Finetune Stable Diffusion Under 24GB VRAM In Hours

Compared to textual inversion stable diffusion (which needs 10GB+), resume training the original model itself needs more resources, but I have managed to do it using one single RTX 3090Ti, in hours

tomandjerry_finetune.jpg

Why not textual inversion

Assume stable diffusion has capabilities of generating all distributions, then textual inversion is the same with resume training

An Image is Worth One Word: Personalizing Text-to-Image Generation using Textual Inversion

And due to its strong capabilities, everything you wish to finetune on could be expressed as one embedding, for further explanations, please see the original paper

For most of the case, it works perfectly

But stable diffusion model does not work on outlier distributions it has never seen, for example, my mom

No matter how close the embedding leads to the original image, it is not my mom, a lady of the same age and similar head shape and expression is not good enough

The embedding to distribution loss is too high on this case, can not be ignored, similar cases include highly detailed anime hands and arms which stable diffusion have difficulties in the first place

On this case, we are going further to get my mom being recognized by stable diffusion, not as a embedding, but a new distribution

However, let’s respect my mom’s privacy and use Tom and Jerry screenshots as a example instead

Pre-encode the CLIP and f8 embedding to free more vrams

The original training/inference config encode text/image pair on the fly, which loads CLIP model into vram, we can not afford it

And if you are really tight in vram, you can remove the first stage model as well, but totally not recommended, because logging images regularly is important for spoting bugs early

pre-encode f8:

posterior = first_stage_model.encode(img_tensor)

pre-encode CLIP:

txt_embed = cond_stage_model.encode(text)
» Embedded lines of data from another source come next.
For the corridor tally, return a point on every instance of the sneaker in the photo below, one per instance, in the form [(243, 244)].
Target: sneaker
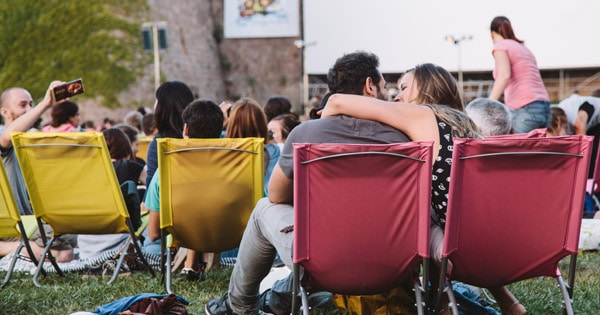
[(321, 301), (192, 275), (218, 306)]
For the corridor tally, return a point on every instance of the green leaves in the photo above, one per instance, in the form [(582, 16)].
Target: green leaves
[(96, 40)]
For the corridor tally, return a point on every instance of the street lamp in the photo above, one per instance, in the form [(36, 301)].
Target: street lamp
[(456, 41), (301, 44), (154, 35)]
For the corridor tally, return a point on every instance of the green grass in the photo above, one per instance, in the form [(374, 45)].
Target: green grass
[(67, 295)]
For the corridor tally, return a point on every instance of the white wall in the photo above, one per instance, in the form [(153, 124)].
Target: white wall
[(561, 34)]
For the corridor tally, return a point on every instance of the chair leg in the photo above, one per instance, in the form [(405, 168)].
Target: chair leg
[(12, 264), (453, 304), (419, 298), (295, 285), (40, 264), (119, 264), (568, 307), (445, 286), (137, 249), (168, 271), (304, 297)]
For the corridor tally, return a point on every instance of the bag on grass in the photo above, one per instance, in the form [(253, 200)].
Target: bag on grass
[(145, 303)]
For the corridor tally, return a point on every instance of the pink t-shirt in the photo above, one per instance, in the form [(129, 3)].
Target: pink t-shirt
[(525, 85), (62, 128)]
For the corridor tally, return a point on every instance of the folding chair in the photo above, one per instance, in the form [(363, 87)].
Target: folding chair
[(593, 184), (514, 211), (73, 187), (361, 218), (14, 225), (208, 189)]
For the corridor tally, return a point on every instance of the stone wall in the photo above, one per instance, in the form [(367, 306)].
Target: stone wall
[(214, 67)]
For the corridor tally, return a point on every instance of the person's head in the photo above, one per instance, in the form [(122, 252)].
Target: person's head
[(491, 117), (134, 119), (247, 119), (131, 133), (430, 84), (276, 106), (118, 144), (148, 125), (559, 125), (171, 99), (66, 112), (501, 26), (88, 125), (14, 102), (357, 73), (281, 126), (202, 119)]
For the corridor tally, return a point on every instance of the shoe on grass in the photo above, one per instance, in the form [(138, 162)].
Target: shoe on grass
[(192, 275), (220, 306)]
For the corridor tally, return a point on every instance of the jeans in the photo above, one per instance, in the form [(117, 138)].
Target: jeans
[(531, 116), (262, 240)]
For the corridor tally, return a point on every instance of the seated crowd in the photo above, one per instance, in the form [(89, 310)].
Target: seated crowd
[(429, 107)]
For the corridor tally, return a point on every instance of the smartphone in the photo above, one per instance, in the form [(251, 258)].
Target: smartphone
[(68, 89)]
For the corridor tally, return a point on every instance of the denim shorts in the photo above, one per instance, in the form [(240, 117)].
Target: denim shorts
[(531, 116)]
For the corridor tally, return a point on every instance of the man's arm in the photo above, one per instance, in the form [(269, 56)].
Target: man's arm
[(280, 187), (26, 121)]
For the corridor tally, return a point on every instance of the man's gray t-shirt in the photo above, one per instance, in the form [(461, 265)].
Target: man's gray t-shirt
[(337, 129)]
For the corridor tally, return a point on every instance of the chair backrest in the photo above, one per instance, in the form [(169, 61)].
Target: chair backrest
[(9, 213), (361, 213), (515, 207), (595, 182), (208, 189), (71, 182)]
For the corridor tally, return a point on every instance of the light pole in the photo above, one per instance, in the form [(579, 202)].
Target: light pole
[(301, 44), (158, 41), (456, 41)]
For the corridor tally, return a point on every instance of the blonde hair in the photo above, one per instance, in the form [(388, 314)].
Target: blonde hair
[(247, 119)]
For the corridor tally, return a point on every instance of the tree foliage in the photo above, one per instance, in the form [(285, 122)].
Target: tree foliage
[(48, 40)]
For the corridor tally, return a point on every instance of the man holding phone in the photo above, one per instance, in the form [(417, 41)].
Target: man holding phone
[(17, 108)]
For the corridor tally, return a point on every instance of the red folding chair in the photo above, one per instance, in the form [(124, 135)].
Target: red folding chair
[(593, 184), (514, 211), (361, 217)]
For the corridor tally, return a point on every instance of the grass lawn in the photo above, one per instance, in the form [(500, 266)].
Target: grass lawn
[(72, 294)]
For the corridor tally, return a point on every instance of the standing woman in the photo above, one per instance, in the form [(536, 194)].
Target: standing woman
[(516, 74)]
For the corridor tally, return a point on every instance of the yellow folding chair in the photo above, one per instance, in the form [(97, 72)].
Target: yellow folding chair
[(73, 187), (208, 188), (14, 225)]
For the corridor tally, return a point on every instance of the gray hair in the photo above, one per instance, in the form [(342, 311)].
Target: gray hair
[(491, 117)]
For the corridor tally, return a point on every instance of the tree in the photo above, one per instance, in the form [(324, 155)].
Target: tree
[(96, 40)]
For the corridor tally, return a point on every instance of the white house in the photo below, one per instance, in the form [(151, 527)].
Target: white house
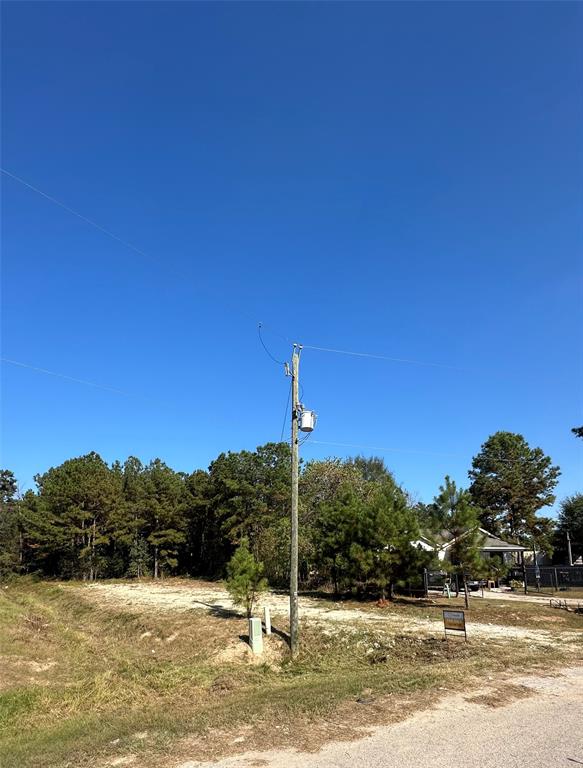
[(490, 546)]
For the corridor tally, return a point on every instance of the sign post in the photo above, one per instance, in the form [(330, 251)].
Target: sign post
[(454, 621)]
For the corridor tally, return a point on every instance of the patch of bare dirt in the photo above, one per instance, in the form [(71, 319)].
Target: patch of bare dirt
[(500, 696)]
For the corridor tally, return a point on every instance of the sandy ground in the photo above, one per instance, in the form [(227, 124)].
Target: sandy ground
[(542, 727), (207, 596)]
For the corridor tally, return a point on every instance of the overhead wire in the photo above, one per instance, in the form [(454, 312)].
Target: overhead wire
[(275, 360), (387, 357), (153, 259), (382, 449), (88, 383), (286, 412)]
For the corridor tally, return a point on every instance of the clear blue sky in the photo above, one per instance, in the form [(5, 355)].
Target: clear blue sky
[(399, 179)]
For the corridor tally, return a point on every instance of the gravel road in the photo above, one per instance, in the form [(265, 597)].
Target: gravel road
[(545, 729)]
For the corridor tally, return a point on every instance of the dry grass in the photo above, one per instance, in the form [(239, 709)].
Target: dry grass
[(83, 683)]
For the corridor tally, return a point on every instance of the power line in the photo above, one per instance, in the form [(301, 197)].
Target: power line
[(77, 214), (381, 449), (133, 248), (275, 360), (390, 359), (285, 414), (70, 378)]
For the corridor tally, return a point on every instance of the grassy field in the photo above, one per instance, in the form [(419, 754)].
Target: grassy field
[(86, 684)]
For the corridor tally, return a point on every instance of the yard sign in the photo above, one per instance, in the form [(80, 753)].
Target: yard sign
[(454, 621)]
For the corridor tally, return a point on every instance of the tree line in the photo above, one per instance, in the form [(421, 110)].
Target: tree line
[(88, 519)]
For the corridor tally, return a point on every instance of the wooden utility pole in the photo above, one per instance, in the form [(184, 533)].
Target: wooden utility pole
[(293, 573)]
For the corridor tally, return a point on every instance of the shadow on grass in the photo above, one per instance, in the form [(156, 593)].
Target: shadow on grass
[(221, 612)]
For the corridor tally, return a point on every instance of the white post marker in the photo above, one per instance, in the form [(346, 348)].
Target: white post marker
[(256, 636)]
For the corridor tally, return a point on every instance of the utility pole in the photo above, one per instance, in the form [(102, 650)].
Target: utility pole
[(293, 574)]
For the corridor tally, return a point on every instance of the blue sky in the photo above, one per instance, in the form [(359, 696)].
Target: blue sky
[(397, 179)]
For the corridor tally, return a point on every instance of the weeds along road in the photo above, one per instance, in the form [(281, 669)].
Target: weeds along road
[(542, 726)]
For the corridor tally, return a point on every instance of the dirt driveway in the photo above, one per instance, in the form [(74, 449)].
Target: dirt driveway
[(541, 726), (200, 595)]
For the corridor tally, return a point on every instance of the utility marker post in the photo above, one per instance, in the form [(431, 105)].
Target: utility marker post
[(293, 573)]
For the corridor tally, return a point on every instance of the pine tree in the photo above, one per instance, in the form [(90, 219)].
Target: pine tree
[(460, 519), (245, 580)]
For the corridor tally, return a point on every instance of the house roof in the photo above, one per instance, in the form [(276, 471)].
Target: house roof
[(490, 543)]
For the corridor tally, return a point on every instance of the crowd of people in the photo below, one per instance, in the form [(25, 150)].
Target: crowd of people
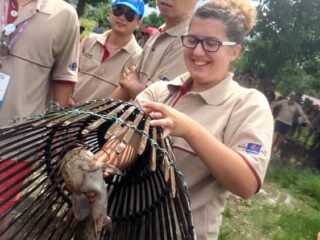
[(182, 77), (303, 124)]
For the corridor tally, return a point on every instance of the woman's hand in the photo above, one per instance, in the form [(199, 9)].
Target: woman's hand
[(173, 121), (131, 83)]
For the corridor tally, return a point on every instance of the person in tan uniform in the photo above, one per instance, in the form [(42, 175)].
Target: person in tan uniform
[(105, 56), (162, 56), (39, 45), (221, 132)]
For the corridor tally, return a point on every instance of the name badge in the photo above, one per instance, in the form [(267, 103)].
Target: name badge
[(4, 82)]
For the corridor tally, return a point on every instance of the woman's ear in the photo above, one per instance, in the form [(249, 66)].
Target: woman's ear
[(235, 52)]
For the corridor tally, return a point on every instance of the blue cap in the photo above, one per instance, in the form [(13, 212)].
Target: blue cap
[(136, 5)]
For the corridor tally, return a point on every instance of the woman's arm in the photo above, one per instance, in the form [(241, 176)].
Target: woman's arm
[(225, 164)]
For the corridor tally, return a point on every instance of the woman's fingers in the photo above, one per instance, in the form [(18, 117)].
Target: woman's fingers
[(156, 115), (91, 196)]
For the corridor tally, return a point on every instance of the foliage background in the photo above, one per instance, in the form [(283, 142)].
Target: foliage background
[(283, 49)]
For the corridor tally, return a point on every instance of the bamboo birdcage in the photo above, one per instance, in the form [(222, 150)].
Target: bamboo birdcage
[(149, 201)]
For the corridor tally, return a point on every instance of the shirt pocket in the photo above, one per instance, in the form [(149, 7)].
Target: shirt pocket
[(89, 62)]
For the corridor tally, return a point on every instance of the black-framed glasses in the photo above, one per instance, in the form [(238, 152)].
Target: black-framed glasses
[(119, 10), (208, 44)]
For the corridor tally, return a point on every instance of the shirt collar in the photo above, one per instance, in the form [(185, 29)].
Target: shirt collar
[(179, 29), (215, 95), (129, 47), (45, 6)]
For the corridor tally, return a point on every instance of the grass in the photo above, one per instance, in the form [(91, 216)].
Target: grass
[(286, 209)]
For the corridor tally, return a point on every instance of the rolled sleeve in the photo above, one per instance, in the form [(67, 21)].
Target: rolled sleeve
[(249, 133), (67, 48)]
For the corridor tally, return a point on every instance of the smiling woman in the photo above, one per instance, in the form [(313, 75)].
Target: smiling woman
[(205, 105)]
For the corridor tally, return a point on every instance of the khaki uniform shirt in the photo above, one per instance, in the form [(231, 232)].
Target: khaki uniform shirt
[(287, 111), (162, 56), (46, 50), (98, 79), (238, 117)]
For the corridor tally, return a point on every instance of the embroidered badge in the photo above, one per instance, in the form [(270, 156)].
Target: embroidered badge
[(73, 66), (253, 148)]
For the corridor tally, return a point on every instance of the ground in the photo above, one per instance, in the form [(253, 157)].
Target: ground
[(275, 213)]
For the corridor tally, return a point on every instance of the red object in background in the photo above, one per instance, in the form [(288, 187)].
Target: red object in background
[(150, 30), (10, 181)]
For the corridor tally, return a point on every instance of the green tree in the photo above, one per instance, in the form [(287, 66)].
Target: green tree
[(153, 19), (286, 37)]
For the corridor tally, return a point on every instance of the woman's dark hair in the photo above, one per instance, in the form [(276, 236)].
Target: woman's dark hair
[(238, 16)]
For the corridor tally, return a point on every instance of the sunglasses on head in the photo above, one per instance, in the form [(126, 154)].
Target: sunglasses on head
[(119, 10)]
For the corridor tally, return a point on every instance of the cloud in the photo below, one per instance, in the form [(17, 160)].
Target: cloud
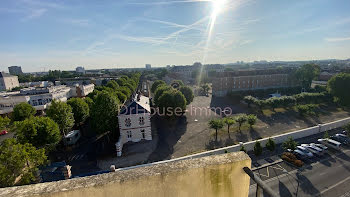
[(339, 39), (35, 13)]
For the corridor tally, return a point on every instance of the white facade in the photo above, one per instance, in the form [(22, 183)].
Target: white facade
[(7, 81), (134, 123), (39, 98)]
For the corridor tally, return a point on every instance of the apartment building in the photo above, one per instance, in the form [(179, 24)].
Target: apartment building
[(7, 81), (40, 98), (134, 122), (251, 80)]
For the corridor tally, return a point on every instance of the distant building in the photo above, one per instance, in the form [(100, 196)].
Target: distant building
[(40, 98), (15, 70), (226, 82), (7, 81), (80, 70), (134, 122)]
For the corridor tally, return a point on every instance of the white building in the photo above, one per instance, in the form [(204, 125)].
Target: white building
[(80, 70), (7, 81), (40, 98), (134, 122)]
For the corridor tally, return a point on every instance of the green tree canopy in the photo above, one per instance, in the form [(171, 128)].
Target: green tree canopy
[(338, 86), (171, 103), (22, 111), (159, 92), (188, 93), (4, 122), (156, 84), (62, 114), (216, 124), (104, 113), (306, 73), (19, 160), (38, 131), (80, 109)]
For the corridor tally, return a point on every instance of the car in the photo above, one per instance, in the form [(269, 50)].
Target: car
[(340, 139), (305, 151), (330, 143), (4, 132), (321, 146), (299, 154), (314, 150)]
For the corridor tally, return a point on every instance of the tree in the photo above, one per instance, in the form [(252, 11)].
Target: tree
[(326, 135), (229, 121), (22, 111), (251, 119), (270, 144), (289, 144), (156, 84), (338, 86), (306, 73), (19, 161), (216, 124), (104, 113), (188, 93), (249, 100), (243, 149), (62, 114), (38, 131), (4, 122), (205, 88), (257, 148), (240, 120), (159, 92), (80, 109), (171, 102)]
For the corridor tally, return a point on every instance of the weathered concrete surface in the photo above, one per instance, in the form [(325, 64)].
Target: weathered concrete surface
[(219, 175)]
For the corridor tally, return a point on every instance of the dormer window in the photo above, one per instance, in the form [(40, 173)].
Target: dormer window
[(142, 120), (127, 122)]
And a example config with the pre-encodings instead of CLIP model

model:
  base_learning_rate: 6.666e-08
  target: ldm.models.diffusion.ddpm.LatentDiffusion
  params:
    linear_start: 0.00085
    cond_stage_key: t5 #actually CLIP for stable-diffusion, pre-encoded, lazy not changing this
    linear_end: 0.012
    num_timesteps_cond: 1
    log_every_t: 200
    timesteps: 1000
    first_stage_key: f8
    conditioning_key: crossattn
    image_size: 64
    channels: 4
    monitor: val/loss_simple_ema
    scale_factor: 0.18215
    use_ema: False

    unet_config:
      target: ldm.modules.diffusionmodules.openaimodel.UNetModel
      params:
        image_size: 32
        in_channels: 4
        out_channels: 4
        model_channels: 320
        attention_resolutions:
        # note: this isn\t actually the resolution but
        # the downsampling factor, i.e. this corresnponds to
        # attention on spatial resolution 8,16,32, as the
        # spatial reolution of the latents is 64 for f4
        - 4
        - 2
        - 1
        num_res_blocks: 2
        channel_mult:
        - 1
        - 2
        - 4
        - 4
        num_heads: 8
        use_spatial_transformer: true
        transformer_depth: 1
        use_checkpoint: True
        context_dim: 768
        legacy: False
    first_stage_config:
      target: ldm.models.autoencoder.AutoencoderKL
      params:
        #ckpt_path: /workdir/latent-diffusion/models/first_stage_models/checkpoints/last.ckpt
        embed_dim: 4
        monitor: val/rec_loss
        ddconfig:
          double_z: true
          z_channels: 4
          resolution: 256
          in_channels: 3
          out_ch: 3
          ch: 128
          ch_mult:
          - 1
          - 2
          - 4
          - 4
          num_res_blocks: 2
          attn_resolutions: []
          dropout: 0.0
        lossconfig:
          target: torch.nn.Identity
    cond_stage_config:
      target: ldm.modules.encoders.modules.DummyEncoder
      params:
          key: t5 # CLIP, lazy not changing this, works the same
data:
  target: main.WebDataNpyModuleFromConfig
  params:
    batch_size: 1
    num_workers: 8
    training_urls: /workdir/datasets/windows_storage/tomandjerry_finetune.tar
    val_urls: /workdir/datasets/windows_storage/tomandjerry_val.tar
    test_urls: /workdir/datasets/windows_storage/tomandjerry_val.tar
    #null_cond_dropout: 0.2

The t5 in config file is actually CLIP, did not change it after first experiment, they are all pre-encodings, so just a lazy typo

Hack the pretrained stable-diffusion weights to training checkpoint

If we are to resume training, we need a training checkpoint to resume on, but the released checkpoint are not for training, so we need to hack it

CUDA_VISIBLE_DEVICES=0 python main.py --no-test --base configs/latent-diffusion/finetune_stable_diffusion.yaml -t --gpus 0,

This will start a new training from scrach, and we only need the training checkpoint, so we abort training when finishing the first epoch (to spot bugs early, does not need the epoch to finish, abort when you please)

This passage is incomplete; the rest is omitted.